Back in August I picked up an R-23 Navigation receiver.   I was delighted to find this as I do NDB hunting and wanted to play with this receiver on the LF band a bit this winter.

Externally the radio was in nice shape with original connector on the back.   I removed the bottom cover and immediately saw modern wiring.  Lots of it.   Oh crud....

The first thing I did was to check the filaments and, as expected, they were wired for 12/14 volts.  No problem there.

The thing about the new wiring was that is was very nicely done, not your typical hack job you find in these radios.     I did some preliminary circuit tracing and it looks like some of the new wiring just replaced the old wires.    

I am using AN 16-30ARC-2 dated 15 Dec 1954 as my reference manual.   It is of course a copy from the web.

I note in my R-23 that C-30 is insulated from the chassis, and the capacitor case goes through a 100K resistor to ground.
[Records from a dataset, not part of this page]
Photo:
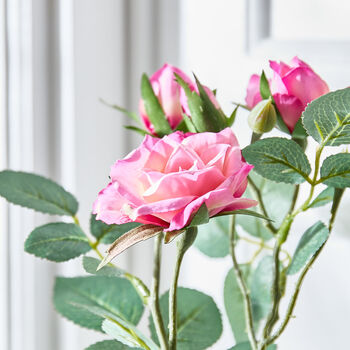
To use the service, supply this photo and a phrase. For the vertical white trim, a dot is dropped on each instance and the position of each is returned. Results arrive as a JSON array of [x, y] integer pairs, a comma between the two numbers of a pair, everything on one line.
[[4, 275]]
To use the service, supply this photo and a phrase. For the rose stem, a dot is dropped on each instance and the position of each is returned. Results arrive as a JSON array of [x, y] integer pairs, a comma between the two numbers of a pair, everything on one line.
[[242, 287], [183, 244], [154, 297]]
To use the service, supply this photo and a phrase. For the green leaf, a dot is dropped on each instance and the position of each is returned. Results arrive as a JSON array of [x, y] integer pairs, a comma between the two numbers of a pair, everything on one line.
[[114, 295], [264, 87], [335, 170], [153, 108], [136, 129], [246, 346], [217, 117], [261, 284], [201, 217], [199, 321], [299, 131], [325, 197], [234, 304], [278, 159], [129, 114], [36, 192], [232, 117], [109, 233], [195, 105], [327, 119], [309, 244], [215, 231], [108, 345], [245, 212], [57, 242], [90, 266]]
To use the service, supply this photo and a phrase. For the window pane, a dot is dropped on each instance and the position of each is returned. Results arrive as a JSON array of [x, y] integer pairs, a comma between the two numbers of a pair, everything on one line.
[[310, 19]]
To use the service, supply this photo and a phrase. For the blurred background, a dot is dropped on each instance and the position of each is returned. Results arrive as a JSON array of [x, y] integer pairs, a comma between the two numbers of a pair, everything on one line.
[[59, 57]]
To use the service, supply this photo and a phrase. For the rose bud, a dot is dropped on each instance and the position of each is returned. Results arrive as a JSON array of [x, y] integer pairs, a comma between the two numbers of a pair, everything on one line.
[[263, 117], [292, 86], [171, 96]]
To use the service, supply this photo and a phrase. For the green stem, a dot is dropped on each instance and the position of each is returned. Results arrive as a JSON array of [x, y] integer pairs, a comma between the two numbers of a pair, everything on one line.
[[186, 240], [243, 288], [154, 298]]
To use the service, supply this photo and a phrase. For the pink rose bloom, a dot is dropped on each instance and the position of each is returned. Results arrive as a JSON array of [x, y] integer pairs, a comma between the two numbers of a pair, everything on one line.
[[171, 96], [165, 181], [292, 88]]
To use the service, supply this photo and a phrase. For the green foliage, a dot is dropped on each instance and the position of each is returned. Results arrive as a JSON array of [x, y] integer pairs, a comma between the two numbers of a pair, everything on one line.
[[260, 288], [264, 87], [325, 197], [218, 118], [90, 266], [201, 217], [199, 321], [73, 297], [278, 159], [57, 242], [327, 119], [246, 346], [335, 170], [153, 108], [109, 233], [36, 192], [108, 345], [212, 239], [234, 304], [309, 244]]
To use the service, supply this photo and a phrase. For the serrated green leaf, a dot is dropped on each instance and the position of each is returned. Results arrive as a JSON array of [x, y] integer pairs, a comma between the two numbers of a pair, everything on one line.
[[212, 239], [264, 87], [109, 345], [201, 217], [335, 170], [260, 288], [107, 234], [114, 295], [90, 266], [57, 242], [199, 321], [234, 304], [308, 245], [325, 197], [278, 159], [217, 117], [327, 119], [36, 192], [153, 108], [246, 346]]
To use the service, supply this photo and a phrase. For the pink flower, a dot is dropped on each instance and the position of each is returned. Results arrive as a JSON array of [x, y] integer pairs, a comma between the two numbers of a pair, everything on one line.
[[171, 96], [165, 181], [292, 88]]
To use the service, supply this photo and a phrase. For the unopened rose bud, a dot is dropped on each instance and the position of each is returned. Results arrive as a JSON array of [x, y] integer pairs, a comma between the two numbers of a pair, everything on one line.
[[262, 118]]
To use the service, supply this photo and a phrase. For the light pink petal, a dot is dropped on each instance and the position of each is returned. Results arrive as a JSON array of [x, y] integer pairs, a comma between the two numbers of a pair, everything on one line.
[[253, 96], [185, 183], [183, 158], [200, 142], [290, 108], [280, 68], [108, 206], [305, 84]]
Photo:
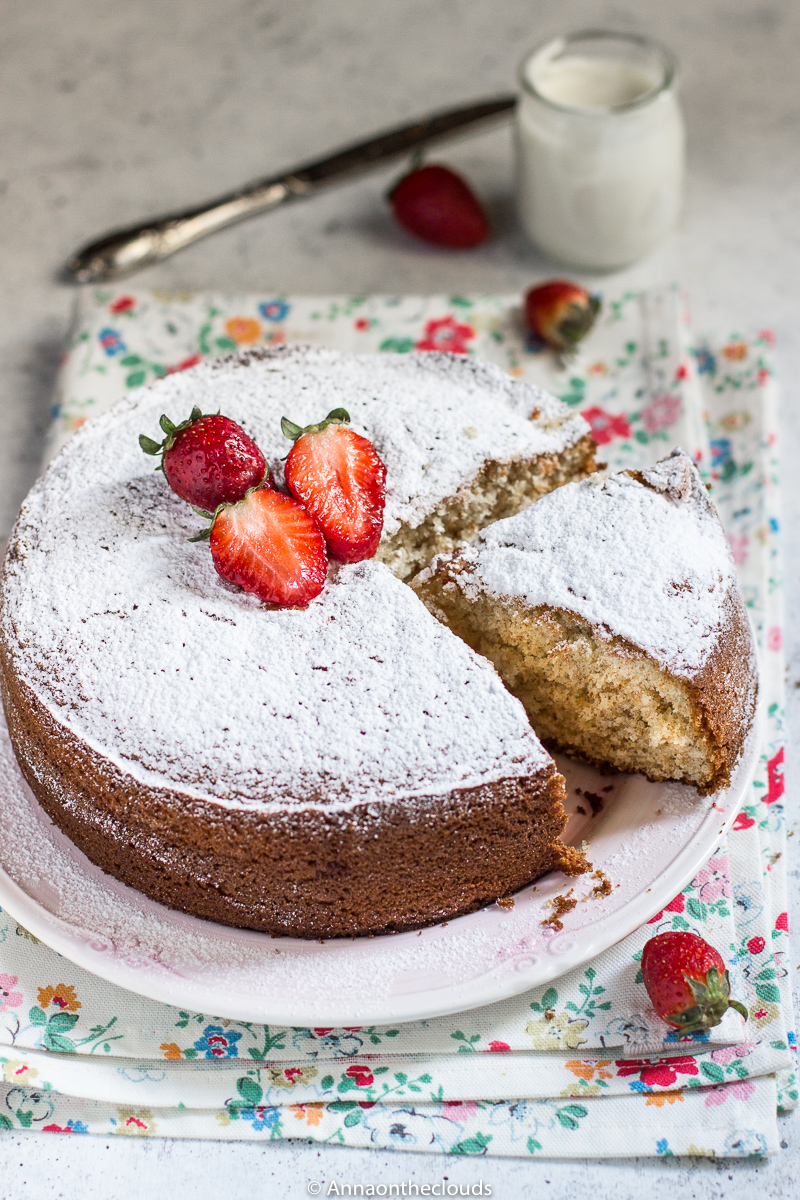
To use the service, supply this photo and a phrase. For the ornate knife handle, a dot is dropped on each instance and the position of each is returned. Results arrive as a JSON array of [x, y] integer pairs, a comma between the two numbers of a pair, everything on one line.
[[126, 251]]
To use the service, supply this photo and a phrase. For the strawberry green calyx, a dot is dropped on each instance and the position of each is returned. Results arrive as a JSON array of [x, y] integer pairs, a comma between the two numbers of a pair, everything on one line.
[[292, 431], [711, 1002], [576, 322], [170, 432]]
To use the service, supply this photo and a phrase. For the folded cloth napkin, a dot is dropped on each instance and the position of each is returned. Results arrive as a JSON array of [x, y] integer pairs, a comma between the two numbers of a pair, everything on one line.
[[579, 1068]]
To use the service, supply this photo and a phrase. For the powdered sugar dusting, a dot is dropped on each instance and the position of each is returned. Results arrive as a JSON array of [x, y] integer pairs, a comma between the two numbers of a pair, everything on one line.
[[122, 628], [434, 419], [648, 562]]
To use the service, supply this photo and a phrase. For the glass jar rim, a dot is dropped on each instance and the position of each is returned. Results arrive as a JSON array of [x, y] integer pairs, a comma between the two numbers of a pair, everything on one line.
[[564, 40]]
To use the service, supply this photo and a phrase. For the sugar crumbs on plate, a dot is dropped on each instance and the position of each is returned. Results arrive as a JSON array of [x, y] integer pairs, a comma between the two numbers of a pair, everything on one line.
[[560, 905]]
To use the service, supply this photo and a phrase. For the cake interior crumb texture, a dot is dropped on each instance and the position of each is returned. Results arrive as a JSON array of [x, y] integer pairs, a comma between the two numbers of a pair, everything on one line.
[[611, 609], [577, 688], [350, 768]]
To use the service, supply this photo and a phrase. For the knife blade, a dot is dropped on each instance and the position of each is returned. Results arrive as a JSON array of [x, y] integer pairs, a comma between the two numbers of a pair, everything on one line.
[[125, 251]]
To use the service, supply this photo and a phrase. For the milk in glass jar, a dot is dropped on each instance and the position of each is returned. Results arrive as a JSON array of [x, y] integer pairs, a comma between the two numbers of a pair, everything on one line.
[[600, 148]]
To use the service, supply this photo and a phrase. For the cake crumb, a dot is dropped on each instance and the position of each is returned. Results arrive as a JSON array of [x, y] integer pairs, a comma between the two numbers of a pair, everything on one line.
[[603, 887], [595, 802], [560, 905]]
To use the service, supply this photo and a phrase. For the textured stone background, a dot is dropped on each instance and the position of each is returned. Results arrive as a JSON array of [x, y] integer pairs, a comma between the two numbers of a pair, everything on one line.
[[112, 112]]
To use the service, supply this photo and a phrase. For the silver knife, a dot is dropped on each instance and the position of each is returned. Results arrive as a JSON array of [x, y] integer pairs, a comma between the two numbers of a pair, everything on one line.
[[126, 251]]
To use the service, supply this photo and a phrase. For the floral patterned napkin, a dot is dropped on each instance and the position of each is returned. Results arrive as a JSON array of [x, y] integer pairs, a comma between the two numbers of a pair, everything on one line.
[[581, 1068]]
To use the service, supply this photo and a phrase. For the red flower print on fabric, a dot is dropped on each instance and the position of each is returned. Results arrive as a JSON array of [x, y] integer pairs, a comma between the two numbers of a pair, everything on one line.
[[361, 1075], [605, 426], [675, 905], [774, 778], [447, 335], [661, 1073], [10, 997], [122, 304]]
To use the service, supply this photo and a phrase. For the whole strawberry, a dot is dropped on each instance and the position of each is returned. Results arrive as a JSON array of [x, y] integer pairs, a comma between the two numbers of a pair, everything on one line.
[[560, 312], [438, 205], [208, 460], [687, 982], [341, 480], [268, 544]]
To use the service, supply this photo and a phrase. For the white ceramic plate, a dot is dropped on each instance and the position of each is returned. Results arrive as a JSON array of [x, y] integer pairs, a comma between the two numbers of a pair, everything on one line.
[[649, 839]]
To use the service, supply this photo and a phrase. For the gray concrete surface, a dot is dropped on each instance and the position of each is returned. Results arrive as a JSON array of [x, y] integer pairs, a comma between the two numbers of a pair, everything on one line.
[[110, 112]]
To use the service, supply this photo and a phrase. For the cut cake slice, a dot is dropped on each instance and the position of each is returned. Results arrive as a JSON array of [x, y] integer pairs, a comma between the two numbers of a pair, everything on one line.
[[463, 442], [612, 609]]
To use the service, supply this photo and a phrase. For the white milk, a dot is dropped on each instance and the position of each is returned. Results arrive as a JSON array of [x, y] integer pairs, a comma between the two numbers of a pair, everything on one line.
[[600, 150]]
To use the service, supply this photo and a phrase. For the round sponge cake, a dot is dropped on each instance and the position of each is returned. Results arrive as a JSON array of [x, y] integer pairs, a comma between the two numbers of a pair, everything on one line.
[[349, 768]]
In AN 1630ARC-2, Figure 6-3 (page 56) shows the underside of the radio.   It looks like C-30 is raised from the chassis – but since my manual is a copy,  all I see is black in that area.   Can any of you verify it is lifted / insulated from the chassis?

Also, at the top of C-30 are 4 resistors (R4, R9, R11, and R-27).  My R-23 has a 5th resistor in that group, and that 5th resistor is the 100K that goes from the case of C-30 to ground.    The 5th resistor is original – It wasn't added later.

My Figure 6-3 says it's of an early production set.  The schematics in the manual show the case of C-30 directly grounded, but I assume that is also for an early unit.  If any of  you have a different copy of the manual, can you check the schematic for this?